By this summer, the D.C. Commission on the Arts and Humanities was beginning to ask questions about its grant, and Roblest was getting worried. He reached out to Jackie Reyes, a staffer for Ward 1 D.C. Councilmember Jim Graham, who sits on Metro’s board. On July 1, Roblest, his wife Christine MacDonald (a Washington City Paper contributor), DCCAH Public Art Manager Rachel Dickerson, and McBride met. According to minutes from the meeting assembled by Roblest, they agreed to a testing of the project in July, a board presentation in August, and tentative performance dates of Oct. 21-23. Roblest agreed to secure updated Metro IDs for his crew, to finalize a $1 million insurance rider, and to provide McBride with presentation materials.
McBride sees things differently. “We attempted to set a schedule for the project but we were not able to,” he says. “You have to keep in mind that Metro is very, very focused on safety—so everything is geared to delivering safe service. Art is very important but there are other issues.” A test of the project never took place; Roblest says he was unable to confirm the test date with McBride.
McBride says that by this point, he felt the Metro station was no longer an appropriate venue, and that he had made that clear to Roblest. Roblest says McBride never made that assertion. At the end of the September, when McBride had not taken the project to Metro’s board, Roblest and McDonald wrote to McBride. In a Sept. 30 e-mail, McBride wrote a list of six requirements to “course-correct” the project. He also asked that DCCAH handle all future coordination of the project.

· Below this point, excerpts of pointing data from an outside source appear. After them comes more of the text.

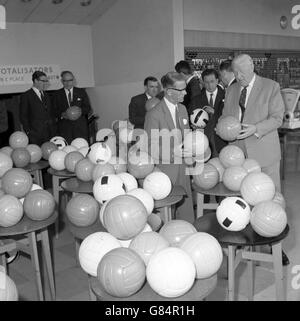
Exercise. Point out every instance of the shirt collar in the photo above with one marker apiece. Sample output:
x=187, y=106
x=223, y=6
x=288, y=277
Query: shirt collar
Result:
x=231, y=81
x=37, y=91
x=214, y=92
x=169, y=104
x=67, y=90
x=249, y=87
x=189, y=79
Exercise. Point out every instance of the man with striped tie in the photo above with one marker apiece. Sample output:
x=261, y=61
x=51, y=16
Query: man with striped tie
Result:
x=36, y=112
x=212, y=100
x=66, y=97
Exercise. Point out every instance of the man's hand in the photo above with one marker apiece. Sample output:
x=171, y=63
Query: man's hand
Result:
x=64, y=115
x=247, y=131
x=194, y=127
x=209, y=109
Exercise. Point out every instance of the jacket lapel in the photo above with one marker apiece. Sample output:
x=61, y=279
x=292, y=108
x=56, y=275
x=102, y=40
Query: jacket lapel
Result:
x=167, y=115
x=253, y=97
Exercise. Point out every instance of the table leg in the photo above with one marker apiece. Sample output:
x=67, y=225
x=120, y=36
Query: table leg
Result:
x=278, y=270
x=36, y=264
x=167, y=215
x=48, y=260
x=55, y=186
x=283, y=155
x=4, y=263
x=231, y=268
x=92, y=295
x=40, y=178
x=250, y=267
x=200, y=203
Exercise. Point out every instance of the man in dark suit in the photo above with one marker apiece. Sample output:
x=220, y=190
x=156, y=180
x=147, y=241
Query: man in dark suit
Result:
x=36, y=112
x=212, y=97
x=226, y=73
x=193, y=90
x=66, y=97
x=170, y=117
x=137, y=110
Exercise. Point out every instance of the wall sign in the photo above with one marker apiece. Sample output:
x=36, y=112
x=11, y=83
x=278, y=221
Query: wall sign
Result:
x=21, y=74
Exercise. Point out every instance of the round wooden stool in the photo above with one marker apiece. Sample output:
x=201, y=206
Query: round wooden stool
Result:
x=200, y=290
x=218, y=190
x=57, y=178
x=36, y=171
x=246, y=240
x=23, y=237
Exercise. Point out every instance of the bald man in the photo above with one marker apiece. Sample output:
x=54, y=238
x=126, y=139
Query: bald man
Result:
x=258, y=104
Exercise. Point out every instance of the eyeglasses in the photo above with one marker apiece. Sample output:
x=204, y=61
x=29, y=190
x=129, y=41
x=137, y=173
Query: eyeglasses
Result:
x=180, y=90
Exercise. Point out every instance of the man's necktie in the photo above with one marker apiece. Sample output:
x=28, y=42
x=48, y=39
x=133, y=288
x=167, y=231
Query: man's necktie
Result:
x=211, y=101
x=43, y=99
x=70, y=98
x=242, y=102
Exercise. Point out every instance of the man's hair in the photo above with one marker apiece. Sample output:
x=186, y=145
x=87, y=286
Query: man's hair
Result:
x=184, y=67
x=169, y=79
x=37, y=75
x=65, y=72
x=226, y=65
x=208, y=72
x=150, y=78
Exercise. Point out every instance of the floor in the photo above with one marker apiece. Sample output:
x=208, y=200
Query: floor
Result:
x=71, y=281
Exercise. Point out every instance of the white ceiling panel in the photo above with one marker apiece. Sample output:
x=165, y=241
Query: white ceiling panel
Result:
x=45, y=11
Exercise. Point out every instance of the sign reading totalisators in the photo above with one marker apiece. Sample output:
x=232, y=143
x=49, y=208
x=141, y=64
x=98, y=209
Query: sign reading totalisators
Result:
x=21, y=74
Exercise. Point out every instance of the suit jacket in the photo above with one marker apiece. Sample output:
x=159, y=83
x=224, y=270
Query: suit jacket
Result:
x=71, y=129
x=193, y=92
x=37, y=118
x=137, y=110
x=265, y=108
x=3, y=117
x=216, y=143
x=160, y=118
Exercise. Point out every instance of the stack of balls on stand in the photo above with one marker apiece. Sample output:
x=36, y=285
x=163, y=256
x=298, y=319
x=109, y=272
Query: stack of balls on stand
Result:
x=130, y=253
x=259, y=203
x=19, y=151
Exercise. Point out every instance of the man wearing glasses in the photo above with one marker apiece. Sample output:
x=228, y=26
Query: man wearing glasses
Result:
x=170, y=116
x=36, y=113
x=66, y=97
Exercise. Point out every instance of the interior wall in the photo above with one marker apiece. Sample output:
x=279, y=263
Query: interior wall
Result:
x=242, y=16
x=131, y=41
x=69, y=46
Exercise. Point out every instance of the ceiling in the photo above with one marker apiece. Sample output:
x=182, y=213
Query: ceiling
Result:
x=66, y=12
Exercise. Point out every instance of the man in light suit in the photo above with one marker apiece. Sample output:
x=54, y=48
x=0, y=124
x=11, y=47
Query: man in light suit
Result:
x=136, y=109
x=212, y=98
x=36, y=111
x=170, y=115
x=257, y=102
x=226, y=73
x=66, y=97
x=193, y=91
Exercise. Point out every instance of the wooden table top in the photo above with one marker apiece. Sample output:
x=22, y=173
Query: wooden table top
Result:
x=75, y=185
x=63, y=173
x=199, y=291
x=218, y=190
x=37, y=166
x=26, y=225
x=209, y=224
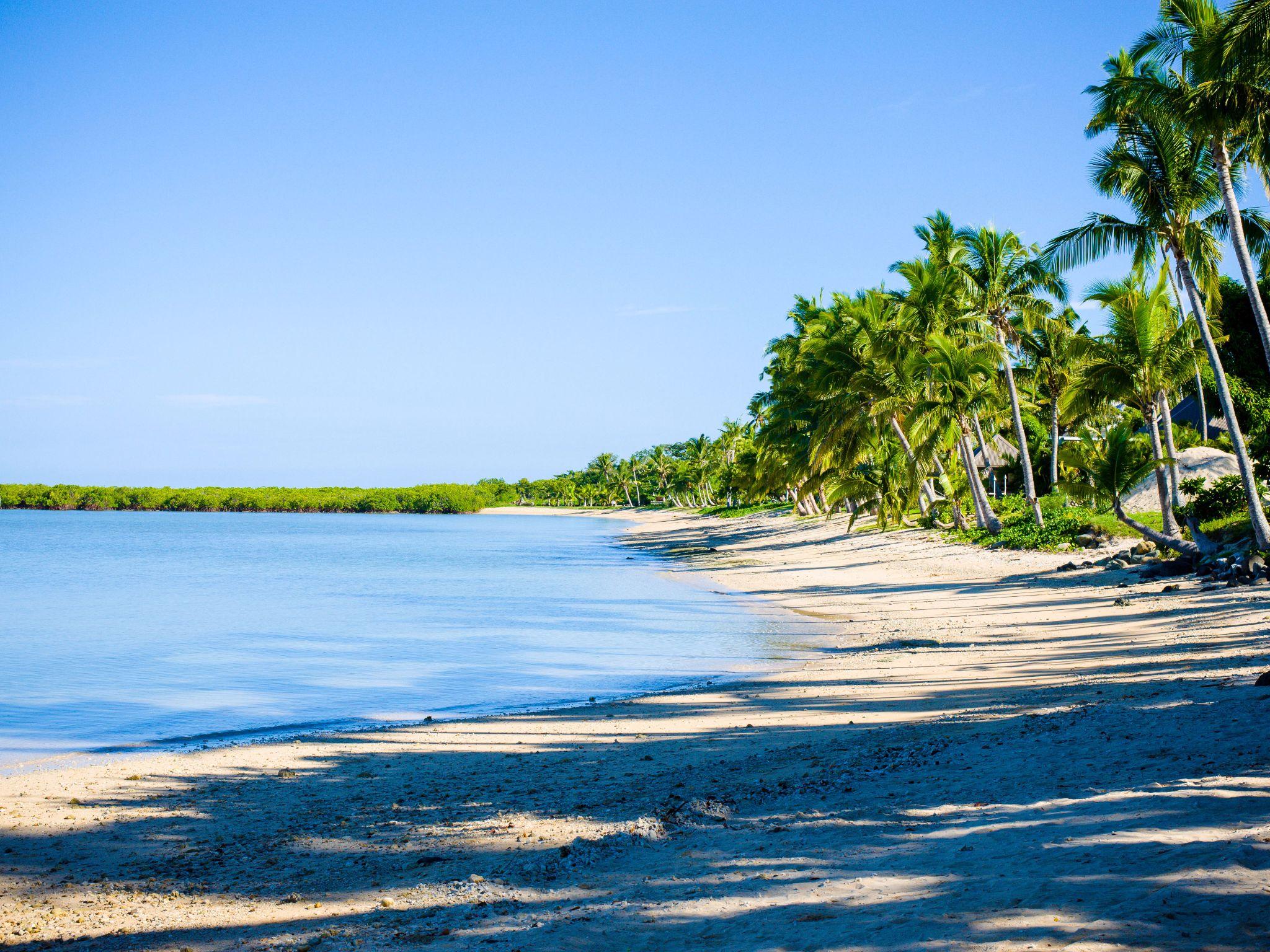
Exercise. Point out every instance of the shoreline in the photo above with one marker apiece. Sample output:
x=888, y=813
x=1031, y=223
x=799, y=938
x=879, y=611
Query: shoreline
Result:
x=285, y=733
x=987, y=754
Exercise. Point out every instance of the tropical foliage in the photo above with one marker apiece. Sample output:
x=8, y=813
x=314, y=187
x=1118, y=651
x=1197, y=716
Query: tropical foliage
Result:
x=443, y=498
x=890, y=400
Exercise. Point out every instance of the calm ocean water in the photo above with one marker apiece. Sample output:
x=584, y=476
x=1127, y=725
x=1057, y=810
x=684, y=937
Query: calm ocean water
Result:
x=122, y=628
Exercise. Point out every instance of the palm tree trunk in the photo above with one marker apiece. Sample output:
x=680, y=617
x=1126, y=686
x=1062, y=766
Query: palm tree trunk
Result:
x=1024, y=456
x=1199, y=381
x=1178, y=545
x=928, y=489
x=981, y=495
x=1256, y=512
x=1168, y=415
x=984, y=444
x=1166, y=509
x=1053, y=443
x=1222, y=161
x=968, y=465
x=1203, y=410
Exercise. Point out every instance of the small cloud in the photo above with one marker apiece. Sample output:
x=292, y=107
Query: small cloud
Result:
x=46, y=400
x=68, y=363
x=653, y=311
x=213, y=400
x=970, y=94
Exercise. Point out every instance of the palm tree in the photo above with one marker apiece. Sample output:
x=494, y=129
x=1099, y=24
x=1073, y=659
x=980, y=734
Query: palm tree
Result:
x=1142, y=357
x=961, y=376
x=699, y=452
x=1005, y=282
x=1169, y=180
x=1054, y=350
x=1114, y=465
x=1222, y=98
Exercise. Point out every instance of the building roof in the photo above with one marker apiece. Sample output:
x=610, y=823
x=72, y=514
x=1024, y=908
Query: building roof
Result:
x=1188, y=412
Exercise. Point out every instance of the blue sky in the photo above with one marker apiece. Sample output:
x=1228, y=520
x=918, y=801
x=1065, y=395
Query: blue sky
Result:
x=384, y=244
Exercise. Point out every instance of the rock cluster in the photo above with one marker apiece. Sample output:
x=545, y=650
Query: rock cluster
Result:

Frustrated, and with an extension from DCCAH about to expire, Roblest nixed the project, and, with the help of Graham’s office, the Adams Morgan Partnership BID, and the Greater Washington Hispanic Chamber of Commerce, found the SunTrust spot.
“Quite frankly, I think they should have withdrawn the project,” says McBride. “There are very detailed technical requirements, and the project evolved to the point because of technical reasons that it was no longer recognizable…I continued to raise concerns about the safety and he continued to pursue it…I applaud and appreciate his tenacity but at some point you have to set up camp elsewhere.”
I asked McBride about his own aesthetic preferences. “I kind of stay away from those sorts of questions. It’s my job to facilitate the selection of art based on what the community wishes.”
If Metro has become more focused on the safety of art projects, “it’s more kind of a lessons learned,” says Ed Riley, the manager of Metro’s Office of Architecture. “A lot of times artists don’t realize how much technical input is required for public art.” Temporary art projects have fallen through for that reason in the past. “I think we’ve steered away from things that have moving parts,” he says. “We’ve had stuff come down.”
Roblest counters that he was willing to do whatever Metro asked to realize the project, and that he’s engineered complicated installations in the past—including one in a historic building in Mexico City, in which performers descended from the ceiling. “The guy [McBride] almost killed me,” Roblest says. Artists who don’t make good on their grants don’t tend to get new grants. “He almost killed my career here in D.C.”
As the execution of “Circling the Issue” began to seem more unlikely, Roblest started chopping it up for parts, sending its video poems to a number of notable short film festivals. One made it to a festival in Mexico City’s subway. “In other countries,” Roblest says, “you can use the subway to project videos.”